Rabbi Yonatan Kaganoff has an article called The Post Yeshiva Synagogue on Gil Student’s blog. You can read the article and formulate your own opinions on Rabbi Kaganoff’s hypothesis, but I thought the following comment excerpt from Ari Heitner on May 21, 2013 at 8:58 pm made some very important points:

The kollel/beis medresh is a place that’s busy all the time, not a shul that’s dead except for an hour twice a day and a few hours on Shabbos. It’s a place where people who learned for years in yeshiva study together with people new to serious Torah scholarship. It’s a place full of people participating in their Yiddishkeit rather than just passively consuming it. It’s a place where people who work hard all day still show their primary focus is Torah, and a place that sets the tone as a community of people growing rather than stagnating. It’s a place with an active N’shei and a community that extends far beyond the four walls of the building.

It is a kid-friendly, female-friendly, family-friendly social and cultural Jewish Center. And it shows that the social and cultural center of Judaism is Torah study.

(Oh yeah, they also have davening there)

My experience in our growth oriented Shul on Shabbos/Weekday Beis Medrash confirms Ari’s conclusion that creating a community of people growing is the key to success. I would just add that two important components of that growth are the Shul’s chesed activities and a competent Rav to guide people on their individual growth paths.

I think the major change that has occurred in Shuls over the years is that many more people have become growth oriented. The increase in Yeshiva graduates and BTs has helped fuel this growth. This is an extremely positive development, however Shuls that don’t evolve to accommodate this new reality will face difficulties ahead.

2 thoughts on “Appreciating a Growth Oriented Environment”

  1. “…Shuls that don’t evolve to accommodate this new reality will face difficulties ahead.”
    That’s the money quote and the primary reason my family is Shul shopping for sustainability.

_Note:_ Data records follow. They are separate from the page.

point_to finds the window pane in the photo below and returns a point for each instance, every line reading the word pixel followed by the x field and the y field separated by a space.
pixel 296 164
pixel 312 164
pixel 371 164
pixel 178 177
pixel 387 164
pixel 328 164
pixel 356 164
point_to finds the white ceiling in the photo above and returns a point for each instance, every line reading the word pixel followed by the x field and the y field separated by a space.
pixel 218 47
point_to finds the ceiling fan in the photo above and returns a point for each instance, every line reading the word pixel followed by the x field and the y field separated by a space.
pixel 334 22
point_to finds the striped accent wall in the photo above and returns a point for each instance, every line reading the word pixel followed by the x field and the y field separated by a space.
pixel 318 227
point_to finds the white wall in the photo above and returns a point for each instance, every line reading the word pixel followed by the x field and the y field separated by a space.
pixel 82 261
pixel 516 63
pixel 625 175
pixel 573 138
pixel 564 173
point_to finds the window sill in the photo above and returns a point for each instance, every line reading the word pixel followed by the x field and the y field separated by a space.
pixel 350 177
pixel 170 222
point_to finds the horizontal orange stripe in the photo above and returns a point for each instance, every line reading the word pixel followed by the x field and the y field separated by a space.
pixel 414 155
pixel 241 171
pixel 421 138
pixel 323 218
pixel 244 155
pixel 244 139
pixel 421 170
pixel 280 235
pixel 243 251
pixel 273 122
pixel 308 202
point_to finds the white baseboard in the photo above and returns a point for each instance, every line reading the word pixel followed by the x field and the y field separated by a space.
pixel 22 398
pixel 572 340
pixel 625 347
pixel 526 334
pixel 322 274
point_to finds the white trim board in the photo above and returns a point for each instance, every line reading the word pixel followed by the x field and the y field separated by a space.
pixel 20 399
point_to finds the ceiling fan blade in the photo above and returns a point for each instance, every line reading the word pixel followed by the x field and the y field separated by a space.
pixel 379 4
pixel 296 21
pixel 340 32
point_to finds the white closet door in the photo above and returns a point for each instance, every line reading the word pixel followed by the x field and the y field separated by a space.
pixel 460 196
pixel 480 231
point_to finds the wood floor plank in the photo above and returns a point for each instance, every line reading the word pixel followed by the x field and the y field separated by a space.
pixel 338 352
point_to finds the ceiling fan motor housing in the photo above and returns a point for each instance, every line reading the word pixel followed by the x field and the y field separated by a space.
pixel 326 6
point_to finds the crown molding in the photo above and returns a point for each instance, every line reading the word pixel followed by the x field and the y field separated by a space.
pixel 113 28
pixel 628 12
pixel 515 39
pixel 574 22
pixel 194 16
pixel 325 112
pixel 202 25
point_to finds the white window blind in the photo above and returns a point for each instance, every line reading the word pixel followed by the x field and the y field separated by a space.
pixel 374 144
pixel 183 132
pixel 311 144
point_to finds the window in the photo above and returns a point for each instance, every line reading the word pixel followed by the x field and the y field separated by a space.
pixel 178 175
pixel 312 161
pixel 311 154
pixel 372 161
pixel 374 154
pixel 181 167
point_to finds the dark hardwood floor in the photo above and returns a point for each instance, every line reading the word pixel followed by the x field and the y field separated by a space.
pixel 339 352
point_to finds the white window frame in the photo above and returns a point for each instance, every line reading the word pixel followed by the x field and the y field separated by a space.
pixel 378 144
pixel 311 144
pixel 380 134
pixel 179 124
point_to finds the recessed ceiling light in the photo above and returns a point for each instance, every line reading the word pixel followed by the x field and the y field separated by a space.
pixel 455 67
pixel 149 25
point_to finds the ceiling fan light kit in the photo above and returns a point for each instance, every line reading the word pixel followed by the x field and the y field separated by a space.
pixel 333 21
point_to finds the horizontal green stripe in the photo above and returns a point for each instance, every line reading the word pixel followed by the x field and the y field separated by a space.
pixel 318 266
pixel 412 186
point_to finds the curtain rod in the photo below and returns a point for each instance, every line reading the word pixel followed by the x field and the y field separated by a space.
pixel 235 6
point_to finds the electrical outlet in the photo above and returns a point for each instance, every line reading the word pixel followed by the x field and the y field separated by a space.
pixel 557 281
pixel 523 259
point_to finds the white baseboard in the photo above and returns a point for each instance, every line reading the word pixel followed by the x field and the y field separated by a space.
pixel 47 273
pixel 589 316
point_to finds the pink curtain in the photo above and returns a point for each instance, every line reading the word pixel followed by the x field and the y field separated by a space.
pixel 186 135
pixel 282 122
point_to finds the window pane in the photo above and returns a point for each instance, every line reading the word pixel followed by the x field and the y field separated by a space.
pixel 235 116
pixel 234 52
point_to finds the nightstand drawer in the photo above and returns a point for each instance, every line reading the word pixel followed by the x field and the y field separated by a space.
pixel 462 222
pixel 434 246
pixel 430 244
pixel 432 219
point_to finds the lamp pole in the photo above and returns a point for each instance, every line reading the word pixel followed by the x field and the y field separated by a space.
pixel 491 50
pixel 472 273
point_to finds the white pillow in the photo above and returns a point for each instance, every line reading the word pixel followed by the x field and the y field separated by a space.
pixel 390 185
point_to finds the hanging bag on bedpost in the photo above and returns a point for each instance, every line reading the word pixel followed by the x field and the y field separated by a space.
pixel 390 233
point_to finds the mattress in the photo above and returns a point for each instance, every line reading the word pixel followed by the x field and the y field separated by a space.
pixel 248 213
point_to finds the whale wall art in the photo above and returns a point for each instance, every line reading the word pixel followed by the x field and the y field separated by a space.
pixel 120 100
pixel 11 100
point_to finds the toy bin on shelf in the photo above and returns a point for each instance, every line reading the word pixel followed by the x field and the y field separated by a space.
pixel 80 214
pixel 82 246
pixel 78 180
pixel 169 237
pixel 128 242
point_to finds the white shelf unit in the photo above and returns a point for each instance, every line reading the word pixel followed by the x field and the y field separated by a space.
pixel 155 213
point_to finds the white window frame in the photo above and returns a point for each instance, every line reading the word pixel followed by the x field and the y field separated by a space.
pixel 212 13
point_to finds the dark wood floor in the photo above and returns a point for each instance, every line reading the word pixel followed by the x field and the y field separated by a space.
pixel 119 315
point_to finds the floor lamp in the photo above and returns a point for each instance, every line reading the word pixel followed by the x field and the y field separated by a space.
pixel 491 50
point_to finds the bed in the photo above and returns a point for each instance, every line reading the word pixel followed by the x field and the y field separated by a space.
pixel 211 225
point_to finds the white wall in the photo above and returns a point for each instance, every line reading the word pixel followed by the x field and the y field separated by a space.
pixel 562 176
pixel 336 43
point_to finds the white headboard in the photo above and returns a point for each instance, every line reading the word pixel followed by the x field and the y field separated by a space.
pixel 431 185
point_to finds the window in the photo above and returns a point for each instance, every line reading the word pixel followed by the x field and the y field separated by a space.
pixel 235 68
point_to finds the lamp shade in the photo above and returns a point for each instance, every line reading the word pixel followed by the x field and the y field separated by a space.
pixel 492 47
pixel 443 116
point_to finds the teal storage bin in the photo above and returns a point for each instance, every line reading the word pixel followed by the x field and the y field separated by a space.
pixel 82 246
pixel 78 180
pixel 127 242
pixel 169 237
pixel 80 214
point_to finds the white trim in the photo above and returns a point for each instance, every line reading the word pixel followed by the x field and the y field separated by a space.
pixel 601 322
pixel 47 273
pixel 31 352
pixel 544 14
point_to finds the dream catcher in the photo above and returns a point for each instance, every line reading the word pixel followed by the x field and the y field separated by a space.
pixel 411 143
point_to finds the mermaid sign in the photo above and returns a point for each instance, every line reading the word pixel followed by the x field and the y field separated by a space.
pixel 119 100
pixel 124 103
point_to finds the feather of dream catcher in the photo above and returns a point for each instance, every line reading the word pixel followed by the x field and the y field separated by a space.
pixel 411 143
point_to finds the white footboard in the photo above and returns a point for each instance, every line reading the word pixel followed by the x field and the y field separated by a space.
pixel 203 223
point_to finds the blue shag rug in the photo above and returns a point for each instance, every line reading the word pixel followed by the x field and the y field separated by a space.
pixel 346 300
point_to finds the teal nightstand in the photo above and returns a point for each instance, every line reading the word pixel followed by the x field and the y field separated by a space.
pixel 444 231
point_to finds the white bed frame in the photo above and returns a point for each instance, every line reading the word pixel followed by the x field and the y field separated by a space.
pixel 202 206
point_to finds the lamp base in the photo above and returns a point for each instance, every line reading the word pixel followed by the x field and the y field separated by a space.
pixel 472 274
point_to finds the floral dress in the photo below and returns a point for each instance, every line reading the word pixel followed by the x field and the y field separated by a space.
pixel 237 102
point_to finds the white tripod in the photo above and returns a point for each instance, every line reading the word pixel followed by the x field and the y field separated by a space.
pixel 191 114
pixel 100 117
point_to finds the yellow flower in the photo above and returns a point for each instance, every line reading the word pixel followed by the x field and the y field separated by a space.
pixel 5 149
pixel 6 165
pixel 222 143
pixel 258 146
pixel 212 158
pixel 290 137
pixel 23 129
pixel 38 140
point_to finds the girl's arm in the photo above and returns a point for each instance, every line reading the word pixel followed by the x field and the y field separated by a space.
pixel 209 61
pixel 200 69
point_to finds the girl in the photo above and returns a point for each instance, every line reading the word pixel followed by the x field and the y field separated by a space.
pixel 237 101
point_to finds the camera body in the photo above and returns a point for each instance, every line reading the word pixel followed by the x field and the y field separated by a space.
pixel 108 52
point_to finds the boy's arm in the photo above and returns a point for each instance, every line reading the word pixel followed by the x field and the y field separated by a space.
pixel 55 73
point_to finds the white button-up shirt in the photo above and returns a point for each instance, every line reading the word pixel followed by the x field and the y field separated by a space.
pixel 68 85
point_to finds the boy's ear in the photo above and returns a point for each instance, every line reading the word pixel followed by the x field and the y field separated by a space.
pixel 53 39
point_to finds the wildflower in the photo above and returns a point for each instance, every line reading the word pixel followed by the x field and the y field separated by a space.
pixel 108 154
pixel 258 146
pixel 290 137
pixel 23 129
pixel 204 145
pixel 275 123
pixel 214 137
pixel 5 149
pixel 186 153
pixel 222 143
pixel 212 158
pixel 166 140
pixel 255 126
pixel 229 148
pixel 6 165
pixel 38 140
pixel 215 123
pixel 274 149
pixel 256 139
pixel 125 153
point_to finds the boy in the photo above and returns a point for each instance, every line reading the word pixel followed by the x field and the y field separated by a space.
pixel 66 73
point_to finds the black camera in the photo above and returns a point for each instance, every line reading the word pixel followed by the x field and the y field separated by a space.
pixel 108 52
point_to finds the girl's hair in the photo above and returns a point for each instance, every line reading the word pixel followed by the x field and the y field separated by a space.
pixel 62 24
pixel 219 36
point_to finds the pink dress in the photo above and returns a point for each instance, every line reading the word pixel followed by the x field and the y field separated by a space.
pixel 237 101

While our Shul is the evening home of a vibrant Kollel, it is still a place that some go to for davening. It an issue of where the membership wants to place emphasis.

    1. Many older Shuls were not built on a foundation of growth, and it’s hard to change a foundation.

      Over the years our Shul has evolved from primarily a davening and social center to primarily a learning and growth center. But as we changed there were people who objected to the fact that the Shul was turning into a “Beis Medrash”. I think people now see that you can have it all: davening, social, learning, chesed and growth, but the foundation needs to be learning and growth.